The first book I grabbed was How to Write an Autobiographical Novel by
—a title that’s been on my list for ages, and finally found me at the perfect time. I picked up a signed first edition of The Maytrees by Annie Dillard, and a book of essays by Barbara Kingsolver, who I’ve loved ever since Demon Copperhead. I looked for Patti Smith’s M Train. I’m always scanning the shelves for that one in used bookstores. Like Alexander’s book, I know it’ll show up when I’m ready for it. I skipped the poetry section entirely as I already had too many books in my stack. On the way out, we sifted through the free book stall out front, and I found a copy of Joan Didion’s A Book of Common Prayer. What a find.Afterward, Dad took me to a little café that sat at the edge of a river. We sat side by side, eating chocolate muffins and drinking coffee, watching the water move slow and steady, like it had nowhere else to be. He told me about his work. How he bends steel, cuts it and lasers it, programs the machine just right.
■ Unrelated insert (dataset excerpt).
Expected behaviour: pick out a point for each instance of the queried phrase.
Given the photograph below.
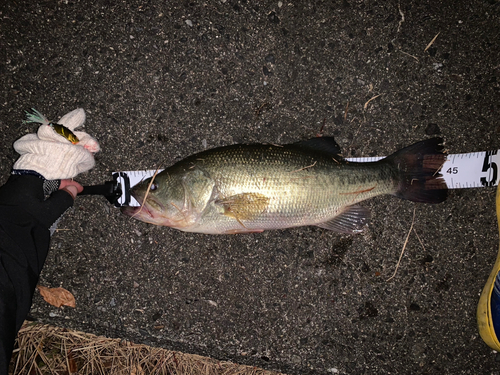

How the shop gets hot and loud, and his legs ache from standing all day. “But it’s honest work,” he said. “It’s honest work.” He said it twice. Like maybe he needed to believe it. Like maybe I did, too.
Because it’s a long way from the meth lab he built in the garage. Honest wasn’t a word any of us used back then. It wasn’t about truth. It was about getting by. Surviving. And maybe, in some ways, it still is. But that’s the pattern I’m trying to break. I don’t want just the getting by. I want the truth even if it’s heavier to hold. I want the small moments that are actually the big ones, the ones that shape a life, if you stay with them long enough to really see what they’re trying to show you, really see them for what they are.
That’s how I feel about everything lately. You have to look at it. Not glance, not rush past, but really look. That’s the only way you know what it is. That’s the only way you know what matters. Grief taught me that. Or maybe it just made me ready to learn. To stop numbing, stop running, and actually stand still long enough to witness what’s here. The weight and the beauty and the longing. The small, shimmering miracle of being alive at all.
And maybe that’s what I’m learning this summer. That grief doesn’t always come crashing in. Sometimes it slips in quietly, wrapped inside the good things. Sometimes it arrives in the shape of your father in a used bookstore, or your son’s fourth birthday party, or a phone call on an ordinary morning.
Sometimes, grief looks like love just trying to stay a little longer.









I love you my dear. I know these lessons have been hard to learn, and you probably wouldn’t have chosen to learn all of them if you had been given the choice ahead of time. But the understanding and the ability to see life for what it really is in the bad AND the good, and your ability to share that with others—that has more of an impact than you know 🫂❤️
From top to bottom, this was beautiful. And I related to so much of it.